HyperParams_Tuning_DF.rdd.saveAsTextFile(output_path)

In [None]:
ss.stop()

# Exercise 7 (20 points) 
## Modify this Notebook to comment out (or remove) Part 1, 2, 3, and 4, and modify it for running spark-submit in cluster mode.  Export it as a .py file (e.g., Lab7DT.py).

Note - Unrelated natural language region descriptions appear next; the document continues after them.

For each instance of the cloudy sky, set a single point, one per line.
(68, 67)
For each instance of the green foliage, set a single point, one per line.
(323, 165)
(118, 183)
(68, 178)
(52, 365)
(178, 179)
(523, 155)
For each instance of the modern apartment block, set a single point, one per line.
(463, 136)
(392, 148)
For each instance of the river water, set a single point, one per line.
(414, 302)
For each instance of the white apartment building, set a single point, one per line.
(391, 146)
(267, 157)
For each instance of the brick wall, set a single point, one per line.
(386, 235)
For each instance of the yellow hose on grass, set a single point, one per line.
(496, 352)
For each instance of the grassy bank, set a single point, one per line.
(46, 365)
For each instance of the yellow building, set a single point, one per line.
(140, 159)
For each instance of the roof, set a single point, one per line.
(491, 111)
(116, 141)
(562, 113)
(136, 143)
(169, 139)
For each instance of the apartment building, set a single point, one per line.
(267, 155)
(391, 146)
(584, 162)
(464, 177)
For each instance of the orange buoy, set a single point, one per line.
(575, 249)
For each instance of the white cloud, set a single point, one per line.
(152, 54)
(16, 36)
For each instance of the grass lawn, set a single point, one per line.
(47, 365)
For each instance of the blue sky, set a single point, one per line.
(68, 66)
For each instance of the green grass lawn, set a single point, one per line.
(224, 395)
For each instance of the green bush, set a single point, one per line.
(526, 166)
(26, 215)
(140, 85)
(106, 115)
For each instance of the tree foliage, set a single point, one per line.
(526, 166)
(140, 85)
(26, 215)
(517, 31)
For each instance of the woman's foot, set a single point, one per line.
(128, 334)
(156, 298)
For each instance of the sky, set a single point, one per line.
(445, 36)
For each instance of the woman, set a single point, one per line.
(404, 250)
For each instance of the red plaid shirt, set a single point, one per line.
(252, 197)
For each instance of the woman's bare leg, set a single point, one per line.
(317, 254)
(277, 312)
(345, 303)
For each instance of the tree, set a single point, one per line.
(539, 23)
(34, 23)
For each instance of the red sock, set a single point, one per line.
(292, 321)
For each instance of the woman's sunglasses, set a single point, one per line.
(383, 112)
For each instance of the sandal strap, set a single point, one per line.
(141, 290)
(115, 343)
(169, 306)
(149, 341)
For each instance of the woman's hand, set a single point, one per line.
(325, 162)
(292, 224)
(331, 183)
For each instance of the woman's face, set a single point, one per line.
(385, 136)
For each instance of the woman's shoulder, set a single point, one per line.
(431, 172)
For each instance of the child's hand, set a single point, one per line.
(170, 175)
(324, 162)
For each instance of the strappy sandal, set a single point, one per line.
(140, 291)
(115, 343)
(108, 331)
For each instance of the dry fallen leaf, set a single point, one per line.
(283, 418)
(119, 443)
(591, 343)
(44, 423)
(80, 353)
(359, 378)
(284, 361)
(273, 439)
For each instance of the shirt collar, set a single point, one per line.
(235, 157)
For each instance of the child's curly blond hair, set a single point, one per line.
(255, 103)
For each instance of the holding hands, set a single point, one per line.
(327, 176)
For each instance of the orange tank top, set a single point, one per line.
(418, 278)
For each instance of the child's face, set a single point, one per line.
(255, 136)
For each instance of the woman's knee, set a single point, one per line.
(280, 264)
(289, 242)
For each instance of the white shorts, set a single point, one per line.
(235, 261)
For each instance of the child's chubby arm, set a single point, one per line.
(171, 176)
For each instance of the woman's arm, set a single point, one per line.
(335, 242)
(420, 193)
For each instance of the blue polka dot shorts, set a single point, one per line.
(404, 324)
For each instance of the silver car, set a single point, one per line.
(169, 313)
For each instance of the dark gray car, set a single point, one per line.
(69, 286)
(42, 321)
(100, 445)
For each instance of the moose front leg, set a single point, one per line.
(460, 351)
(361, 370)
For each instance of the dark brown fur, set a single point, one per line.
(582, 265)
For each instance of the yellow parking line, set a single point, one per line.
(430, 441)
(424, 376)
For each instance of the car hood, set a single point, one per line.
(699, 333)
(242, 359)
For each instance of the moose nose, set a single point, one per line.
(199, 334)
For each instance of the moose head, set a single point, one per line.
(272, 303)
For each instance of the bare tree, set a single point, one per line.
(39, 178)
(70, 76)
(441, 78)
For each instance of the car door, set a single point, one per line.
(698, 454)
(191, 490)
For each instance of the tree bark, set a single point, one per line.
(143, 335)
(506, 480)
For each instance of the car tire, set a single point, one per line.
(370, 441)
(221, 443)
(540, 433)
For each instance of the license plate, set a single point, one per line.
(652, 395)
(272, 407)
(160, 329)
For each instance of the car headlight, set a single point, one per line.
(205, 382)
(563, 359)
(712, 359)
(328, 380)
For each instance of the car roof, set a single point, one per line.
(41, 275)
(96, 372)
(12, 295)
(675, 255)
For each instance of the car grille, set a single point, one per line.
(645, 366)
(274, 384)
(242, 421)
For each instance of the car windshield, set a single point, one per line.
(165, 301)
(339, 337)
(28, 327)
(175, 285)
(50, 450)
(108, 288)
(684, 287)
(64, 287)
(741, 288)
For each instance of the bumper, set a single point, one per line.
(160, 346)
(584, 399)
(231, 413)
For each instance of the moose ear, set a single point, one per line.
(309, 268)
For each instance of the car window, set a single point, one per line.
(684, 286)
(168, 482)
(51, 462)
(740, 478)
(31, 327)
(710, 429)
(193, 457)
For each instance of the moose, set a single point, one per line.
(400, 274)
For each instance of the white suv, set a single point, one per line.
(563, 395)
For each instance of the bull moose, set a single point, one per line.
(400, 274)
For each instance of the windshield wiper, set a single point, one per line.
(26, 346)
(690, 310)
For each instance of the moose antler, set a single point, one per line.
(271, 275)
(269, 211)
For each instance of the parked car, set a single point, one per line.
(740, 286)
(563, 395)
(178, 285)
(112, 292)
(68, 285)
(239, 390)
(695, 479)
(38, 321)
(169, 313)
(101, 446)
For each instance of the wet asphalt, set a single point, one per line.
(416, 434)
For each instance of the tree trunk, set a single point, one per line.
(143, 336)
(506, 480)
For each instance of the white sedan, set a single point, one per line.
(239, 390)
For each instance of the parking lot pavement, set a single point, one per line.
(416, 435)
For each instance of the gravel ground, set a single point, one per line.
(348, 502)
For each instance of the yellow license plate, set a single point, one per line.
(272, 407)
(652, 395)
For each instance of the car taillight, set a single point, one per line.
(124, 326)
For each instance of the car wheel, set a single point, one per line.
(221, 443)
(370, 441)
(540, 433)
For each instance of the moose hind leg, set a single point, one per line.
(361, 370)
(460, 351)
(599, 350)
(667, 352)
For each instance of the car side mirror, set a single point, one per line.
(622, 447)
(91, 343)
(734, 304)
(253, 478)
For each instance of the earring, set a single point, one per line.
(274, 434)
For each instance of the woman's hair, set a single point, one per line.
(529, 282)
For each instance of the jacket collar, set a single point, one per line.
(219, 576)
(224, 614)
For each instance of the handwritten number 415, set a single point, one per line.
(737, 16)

Record the computation time below:

## Answer to Exercise 7: 
real: 3m59.904s

user: 1m45.409s

sys: 0m8.081s

# Exercise 8 (20 points)
## Modify .py file used in Exercise 7 to add `persist()` to two DataFrame for enhanced scalability of the code. (a) Record the computation time below. (b) Compare the computation time with and without persist.

## Answer to Exercise 8: 

(a) real: 2m38.377s

user: 1m41.350s

sys: 0m7.553s

(b) The computation time with persist is less than without persist.